Maybe you're thinking Palmer amaranth is like soybean rust and it won't ever get here. Several years ago the fear over soybean rust reached near hysteria-levels. The truth is, it is in the South, but because people made such an effort to monitor for it, it seldom gets far enough north early enough in the season to cause any real yield loss.
Palmer amaranth is not soybean rust. It is not only coming, it is here. A Purdue University weed control specialist has documented it in 17 counties. Another report adds Fulton County, for a total of 18 counties. Samples in at least some counties are resistant to glyphosate. Some are resistant to other chemistries as well.
One southeastern Indiana ag dealer recently told a company rep that they have it and it's no big deal. The rep assured him that if he thinks it's no big deal, he doesn't have it. It can be mistaken for pigweed or waterhemp, which are close but less aggressive cousins.
Palmer Amaranth, however, is so aggressive that one specialist in another state says it even choked out a stand of waterhemp, thought to be a tough competitor itself.
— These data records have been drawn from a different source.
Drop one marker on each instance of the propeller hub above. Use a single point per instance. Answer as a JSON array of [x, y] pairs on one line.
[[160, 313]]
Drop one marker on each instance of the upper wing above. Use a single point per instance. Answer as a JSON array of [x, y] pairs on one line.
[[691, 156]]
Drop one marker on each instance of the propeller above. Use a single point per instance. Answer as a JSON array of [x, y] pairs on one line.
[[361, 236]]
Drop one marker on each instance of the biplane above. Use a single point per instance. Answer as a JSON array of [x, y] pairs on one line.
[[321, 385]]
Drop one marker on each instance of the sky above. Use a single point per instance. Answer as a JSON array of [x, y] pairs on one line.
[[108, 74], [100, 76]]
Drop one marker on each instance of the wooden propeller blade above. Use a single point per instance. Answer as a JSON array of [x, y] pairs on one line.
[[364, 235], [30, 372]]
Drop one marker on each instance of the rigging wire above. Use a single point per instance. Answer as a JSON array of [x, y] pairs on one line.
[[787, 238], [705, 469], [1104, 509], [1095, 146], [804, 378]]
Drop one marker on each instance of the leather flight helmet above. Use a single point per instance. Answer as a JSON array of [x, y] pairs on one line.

The first step is to identify it, specialists say. It has a long narrow stem leading off the main stem to a petiole. The seed head is extremely long, longer than any seedhead you've seen on other weeds in Indiana. The roots grow huge, and they do it in a hurry.
Your option at this point is to scout for it. If you see it, report it to your county Extension educator. Then if it's an isolated plant or two, pull it and burn it. Or take your chances, but know that taking your changes means 500,000 to one million weed seeds per plant will be produced. They're light and scatter easily.